Duygularla oturmak, onları tam olarak deneyimlemenizi ve anlamanızı sağlar. Bu daha derin anlayış, durumdaki rolünüzü anlamanızı ve olası çözümleri keşfetmenizi kolaylaştırabilir.
Duygularınızı dürüstçe paylaşın
Duygularınız, yaşam deneyiminizin bir parçasıdır. Bunları göz ardı etmek, sonunda kimliğinizi ve benlik duygunuzu geçersiz kılabilir ve kişisel hedeflere ulaşmanızı engelleyebilir.
Kaba olmadan duyguları, hatta olumsuz olanları paylaşmanın yolları vardır. Önce sevdiklerinize ve güvendiğiniz başkalarına açılarak duygusal iletişim kurmaya yardımcı olur.
Duyguları saygılı bir şekilde ortaya çıkarmak için "ben" ifadelerini kullanmayı deneyin.
Örneğin: Arkadaşlarınızdan ikisi, grup sohbetinize dahil olmadığınız hangout'lar olan Zoom Hangout'larına atıfta bulunmaya devam ediyor. Acı duygularınızı özel olarak emzirmek yerine, "Hey, kendimi dışlanmış hissediyorum! Neden bir dahaki sefere Zoom grubumuz yok? "
Başka bir örnek: Patronunuz zam talebinizi reddediyor. Kapatmak yerine neden bunu hak ettiğinizi sakince açıklarsanız ne olur?
Hayal kırıklığınızı saygıyla ifade etmek, onları kararlarını yeniden gözden geçirmeye teşvik edebilir. Sakıncası yokmuş gibi davranmak, durumu olduğu gibi kabul ettiğiniz mesajını gönderir.

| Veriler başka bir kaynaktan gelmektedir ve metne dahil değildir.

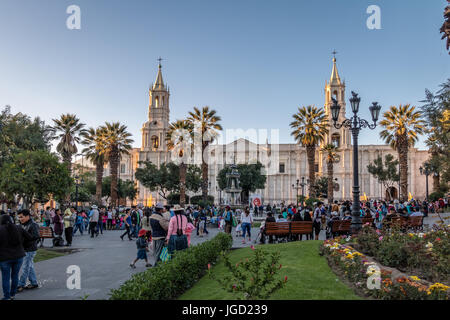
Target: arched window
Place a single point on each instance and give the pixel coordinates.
(336, 140)
(155, 142)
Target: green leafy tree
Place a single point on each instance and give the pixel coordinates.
(251, 178)
(117, 142)
(310, 126)
(402, 125)
(436, 113)
(67, 129)
(20, 133)
(386, 173)
(165, 179)
(205, 124)
(35, 176)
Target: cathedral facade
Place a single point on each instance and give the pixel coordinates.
(284, 163)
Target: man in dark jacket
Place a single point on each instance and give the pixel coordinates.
(160, 225)
(30, 247)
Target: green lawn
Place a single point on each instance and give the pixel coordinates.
(309, 276)
(44, 254)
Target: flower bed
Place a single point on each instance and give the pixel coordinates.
(424, 254)
(371, 279)
(169, 280)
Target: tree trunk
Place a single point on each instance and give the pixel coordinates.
(98, 182)
(436, 182)
(403, 164)
(204, 175)
(114, 167)
(311, 155)
(182, 185)
(330, 181)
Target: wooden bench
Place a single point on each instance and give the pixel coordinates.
(45, 233)
(280, 229)
(340, 227)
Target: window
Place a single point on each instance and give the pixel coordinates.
(155, 142)
(336, 140)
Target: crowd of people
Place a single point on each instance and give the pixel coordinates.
(169, 228)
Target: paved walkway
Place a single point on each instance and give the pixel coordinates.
(104, 264)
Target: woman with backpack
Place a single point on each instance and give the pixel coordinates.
(176, 235)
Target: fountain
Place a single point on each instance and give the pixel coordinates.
(233, 189)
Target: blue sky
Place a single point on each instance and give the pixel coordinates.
(253, 61)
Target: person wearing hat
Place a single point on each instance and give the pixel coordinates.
(93, 220)
(159, 224)
(142, 247)
(176, 238)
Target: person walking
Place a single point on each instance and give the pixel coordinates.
(94, 215)
(176, 238)
(11, 255)
(247, 222)
(69, 221)
(30, 247)
(127, 221)
(58, 225)
(78, 224)
(160, 225)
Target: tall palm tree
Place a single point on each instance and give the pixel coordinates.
(331, 152)
(310, 127)
(117, 143)
(95, 151)
(179, 141)
(205, 124)
(69, 128)
(402, 125)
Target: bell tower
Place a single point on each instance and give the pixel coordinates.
(336, 89)
(155, 129)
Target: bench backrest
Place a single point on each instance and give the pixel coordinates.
(45, 232)
(278, 228)
(301, 227)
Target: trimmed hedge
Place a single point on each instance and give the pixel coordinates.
(169, 280)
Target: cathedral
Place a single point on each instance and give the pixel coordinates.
(284, 163)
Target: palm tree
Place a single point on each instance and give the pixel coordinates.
(402, 125)
(205, 124)
(179, 141)
(117, 143)
(69, 127)
(331, 152)
(310, 127)
(94, 140)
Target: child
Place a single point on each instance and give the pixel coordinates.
(142, 247)
(239, 229)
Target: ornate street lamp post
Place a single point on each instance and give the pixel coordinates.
(77, 184)
(426, 170)
(355, 124)
(302, 186)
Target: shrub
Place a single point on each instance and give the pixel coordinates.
(253, 278)
(169, 280)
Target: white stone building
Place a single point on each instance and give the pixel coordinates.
(284, 163)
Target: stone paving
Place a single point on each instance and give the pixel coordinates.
(104, 264)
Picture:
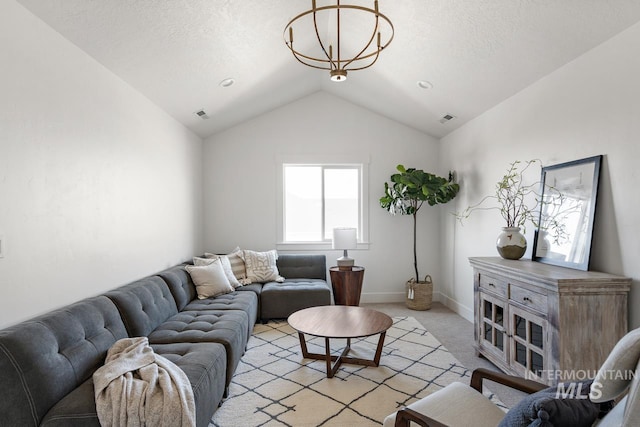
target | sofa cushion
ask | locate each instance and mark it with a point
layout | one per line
(205, 364)
(244, 301)
(144, 305)
(202, 363)
(227, 327)
(301, 266)
(180, 284)
(44, 359)
(279, 300)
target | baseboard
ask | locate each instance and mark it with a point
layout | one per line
(454, 305)
(382, 297)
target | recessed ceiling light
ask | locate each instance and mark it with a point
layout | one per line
(227, 82)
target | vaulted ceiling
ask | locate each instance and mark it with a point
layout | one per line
(474, 53)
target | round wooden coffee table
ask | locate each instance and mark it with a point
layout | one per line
(340, 321)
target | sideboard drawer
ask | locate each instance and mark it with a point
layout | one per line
(529, 298)
(494, 285)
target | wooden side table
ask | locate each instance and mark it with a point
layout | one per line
(347, 285)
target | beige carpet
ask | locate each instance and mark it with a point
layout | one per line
(275, 386)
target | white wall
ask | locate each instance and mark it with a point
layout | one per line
(98, 187)
(590, 106)
(240, 184)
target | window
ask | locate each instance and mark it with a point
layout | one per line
(317, 197)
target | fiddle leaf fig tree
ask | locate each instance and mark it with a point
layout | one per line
(410, 189)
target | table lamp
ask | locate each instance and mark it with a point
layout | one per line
(345, 238)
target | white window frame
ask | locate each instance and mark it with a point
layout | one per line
(323, 160)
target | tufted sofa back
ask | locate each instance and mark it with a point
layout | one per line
(180, 284)
(297, 266)
(144, 305)
(44, 359)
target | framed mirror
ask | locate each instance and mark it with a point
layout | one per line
(569, 192)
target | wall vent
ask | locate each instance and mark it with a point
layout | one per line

Ama senden beri gerçekten yapma kabul edin, hüsrana uğramış ve kırgın hissederek uzaklaşırsınız. Bu duygular, sonunda iş performansınızı etkileyebilir ve bir gelecek zammı daha da imkansız hale getirebilir.

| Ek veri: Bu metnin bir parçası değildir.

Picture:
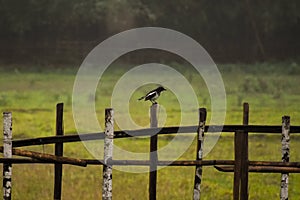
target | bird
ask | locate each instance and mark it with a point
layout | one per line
(153, 95)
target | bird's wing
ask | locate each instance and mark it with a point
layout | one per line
(150, 95)
(141, 98)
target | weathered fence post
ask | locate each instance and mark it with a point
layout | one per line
(153, 153)
(108, 152)
(199, 156)
(244, 155)
(237, 164)
(241, 166)
(7, 151)
(285, 141)
(58, 152)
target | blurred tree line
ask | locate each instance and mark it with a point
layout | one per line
(64, 31)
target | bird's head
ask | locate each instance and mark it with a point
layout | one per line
(160, 89)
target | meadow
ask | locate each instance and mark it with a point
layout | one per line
(271, 89)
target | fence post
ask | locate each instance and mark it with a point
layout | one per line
(108, 152)
(244, 155)
(58, 152)
(7, 151)
(237, 164)
(285, 142)
(153, 153)
(199, 156)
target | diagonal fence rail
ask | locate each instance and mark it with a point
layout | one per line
(241, 166)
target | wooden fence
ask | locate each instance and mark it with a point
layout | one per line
(241, 165)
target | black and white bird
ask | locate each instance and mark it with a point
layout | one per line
(153, 95)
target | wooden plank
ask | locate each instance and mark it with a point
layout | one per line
(108, 153)
(262, 169)
(48, 157)
(285, 142)
(237, 166)
(153, 153)
(159, 163)
(244, 155)
(199, 154)
(7, 151)
(147, 132)
(58, 152)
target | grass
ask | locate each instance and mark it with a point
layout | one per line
(270, 88)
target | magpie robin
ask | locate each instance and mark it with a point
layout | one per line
(153, 94)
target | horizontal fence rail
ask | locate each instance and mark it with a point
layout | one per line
(150, 131)
(240, 166)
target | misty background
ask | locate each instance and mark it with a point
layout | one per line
(50, 32)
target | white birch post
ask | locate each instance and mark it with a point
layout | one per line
(200, 141)
(108, 152)
(285, 141)
(7, 151)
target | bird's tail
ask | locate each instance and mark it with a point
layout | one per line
(141, 98)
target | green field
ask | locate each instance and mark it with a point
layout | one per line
(271, 89)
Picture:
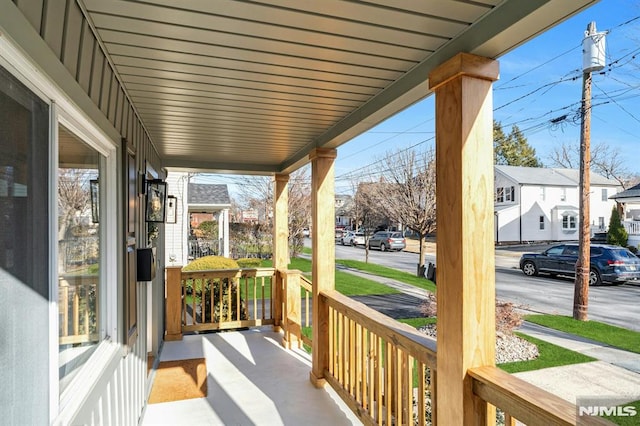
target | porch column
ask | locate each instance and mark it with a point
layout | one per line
(465, 248)
(280, 240)
(323, 261)
(225, 233)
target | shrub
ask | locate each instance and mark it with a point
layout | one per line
(211, 262)
(617, 235)
(249, 262)
(221, 289)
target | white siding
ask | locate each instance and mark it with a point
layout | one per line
(176, 233)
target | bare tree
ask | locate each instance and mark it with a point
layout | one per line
(73, 199)
(407, 193)
(367, 214)
(257, 191)
(605, 160)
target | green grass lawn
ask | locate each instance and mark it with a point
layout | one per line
(549, 356)
(391, 273)
(611, 335)
(347, 284)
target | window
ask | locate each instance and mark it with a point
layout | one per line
(510, 194)
(568, 222)
(79, 253)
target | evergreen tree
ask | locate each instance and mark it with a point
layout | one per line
(616, 235)
(513, 149)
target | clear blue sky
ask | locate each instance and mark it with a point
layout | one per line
(539, 81)
(550, 67)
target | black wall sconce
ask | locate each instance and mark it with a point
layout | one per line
(156, 191)
(172, 209)
(94, 187)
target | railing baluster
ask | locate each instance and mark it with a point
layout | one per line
(422, 373)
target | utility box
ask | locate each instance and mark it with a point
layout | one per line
(146, 267)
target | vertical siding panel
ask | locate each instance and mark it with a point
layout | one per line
(106, 88)
(86, 57)
(119, 107)
(96, 74)
(71, 42)
(113, 98)
(53, 24)
(32, 10)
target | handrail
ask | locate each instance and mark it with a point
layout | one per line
(384, 370)
(78, 302)
(227, 298)
(524, 401)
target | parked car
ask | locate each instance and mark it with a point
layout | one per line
(353, 239)
(387, 240)
(609, 263)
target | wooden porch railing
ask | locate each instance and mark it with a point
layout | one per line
(78, 304)
(632, 227)
(297, 308)
(218, 299)
(523, 401)
(384, 370)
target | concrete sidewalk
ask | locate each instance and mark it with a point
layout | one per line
(616, 373)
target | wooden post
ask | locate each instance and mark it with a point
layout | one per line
(323, 261)
(292, 309)
(280, 240)
(173, 303)
(465, 246)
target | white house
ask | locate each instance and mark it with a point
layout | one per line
(629, 206)
(194, 198)
(542, 204)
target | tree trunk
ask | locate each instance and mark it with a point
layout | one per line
(422, 268)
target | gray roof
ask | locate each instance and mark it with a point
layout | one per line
(633, 192)
(550, 176)
(208, 194)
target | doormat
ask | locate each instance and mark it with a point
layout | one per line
(178, 380)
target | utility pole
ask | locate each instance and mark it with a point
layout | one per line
(593, 60)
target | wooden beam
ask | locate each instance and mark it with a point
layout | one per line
(465, 247)
(280, 240)
(323, 260)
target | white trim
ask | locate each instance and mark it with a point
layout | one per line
(63, 111)
(54, 336)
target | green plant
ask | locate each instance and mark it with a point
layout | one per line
(617, 235)
(220, 295)
(211, 262)
(249, 262)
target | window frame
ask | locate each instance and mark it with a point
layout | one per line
(569, 222)
(63, 112)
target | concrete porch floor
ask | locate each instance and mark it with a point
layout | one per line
(251, 380)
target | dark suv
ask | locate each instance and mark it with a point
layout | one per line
(387, 240)
(608, 263)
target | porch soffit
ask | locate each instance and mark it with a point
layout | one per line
(253, 87)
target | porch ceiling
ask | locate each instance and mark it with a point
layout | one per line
(254, 86)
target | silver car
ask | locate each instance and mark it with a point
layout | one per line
(353, 239)
(387, 240)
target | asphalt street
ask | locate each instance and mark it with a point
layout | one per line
(612, 304)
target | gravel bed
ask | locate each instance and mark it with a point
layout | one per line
(509, 347)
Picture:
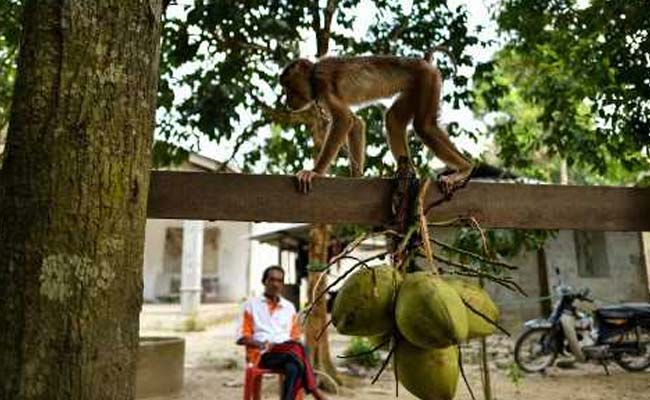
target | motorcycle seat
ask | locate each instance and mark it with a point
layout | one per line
(625, 311)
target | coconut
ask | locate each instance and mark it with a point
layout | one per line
(430, 313)
(364, 305)
(480, 301)
(430, 374)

Güvendiğiniz biriyle konuşun
Duygularınızı ifade etme şansınız yoksa, daha sonra onlardan bahsetmek yine de yardımcı olabilir, özellikle de koşulları değiştiremiyorsanız.
Sürekli olarak sivri sözler söyleyen ve sizi kızdırmak için küçük şeyler yapan bir iş arkadaşınızla mücadele ettiğinizi varsayalım. Onlardan kibarca durmalarını istediniz ve patronunuzu durumdan haberdar ettiniz, ancak davranış devam ediyor.
İş yerinde sakin olun ve kızgınlığınızı göstermemeye çalışın. Evde, sempatik partnerinize kendinizi kaptırırsınız. Sıkıntınızı daha sonra paylaşabileceğinizi bilmek, günü fazla yorulmadan atlatmanıza yardımcı olur.
Günlük tutmak, ortaya çıkan duyguları ifade etme pratiği yapmanıza da yardımcı olabilir. Günlük tutmak, sıkıntınızı doğrulayabilecek biriyle konuşmakla aynı etkiye sahip olmayabilir, ancak yine de zor duyguları işlemenize yardımcı olabilir.
Uzanmak
Duyguları maskelemek uzun süredir devam eden bir kalıp haline geldiğinde, bu alışkanlığın üstesinden tek başına gelmek için mücadele edebilirsiniz.
Bir terapistle konuşmak, duygusal ifadeyi geliştirmeyi öğrenmenize yardımcı olabilir.
Terapistiniz, güven sorunları ve reddedilme korkuları dahil olmak üzere olası duygusal baskı nedenlerini belirlemenize ve bu faktörleri ele almaya başlamanıza yardımcı olabilir.
Terapi ayrıca duygularınızla daha fazla iletişim kurmaya çalışmak için güvenli bir alan sunar.
Duygularınızla daha rahat hissettiğinizde, bir terapist şunları yapabilir:
- Etkili iletişim ve çatışma çözme becerilerini öğretin
- yoğun duygularla başa çıkma stratejileri hakkında rehberlik sunduklarında
- gizli duygularla ilişkili anksiyete ve stres gibi akıl sağlığı semptomlarını ele almanıza yardımcı olur
Alt çizgi
Bazen duyguları gizlemek oldukça normaldir. Hatta gergin veya halka açık durumlarda en iyi seçenek gibi görünebilir.
Ancak başkalarının nasıl tepki vereceğinden korktuğunuz için duygularınızı gizlediğinizde, sonunda kendi deneyiminizi inkar etmiş olursunuz. Bu, çatışmalardan ve duygusal acıdan kaçınmanın iyi bir yolu gibi görünebilir, ancak genellikle sonunda sizi ısırmak için geri gelir.
Duyguları özgün bir şekilde ifade etmeyi öğrenmek her zaman kolay değildir, ancak bir terapist yardımcı olabilir. Terapide öğrendiğiniz araçlar, potansiyel sonuçlardan korkmanıza izin vermeden daha açık iletişim kurmanızı sağlayabilir.
Crystal Raypole daha önce GoodTherapy için yazar ve editör olarak çalıştı. İlgi alanları arasında Asya dilleri ve edebiyatı, Japonca çeviri, yemek pişirme, doğa bilimleri, cinsiyet pozitifliği ve akıl sağlığı yer almaktadır. Özellikle, akıl sağlığı sorunları etrafındaki damgalanmayı azaltmaya yardımcı olmaya kendini adamıştır.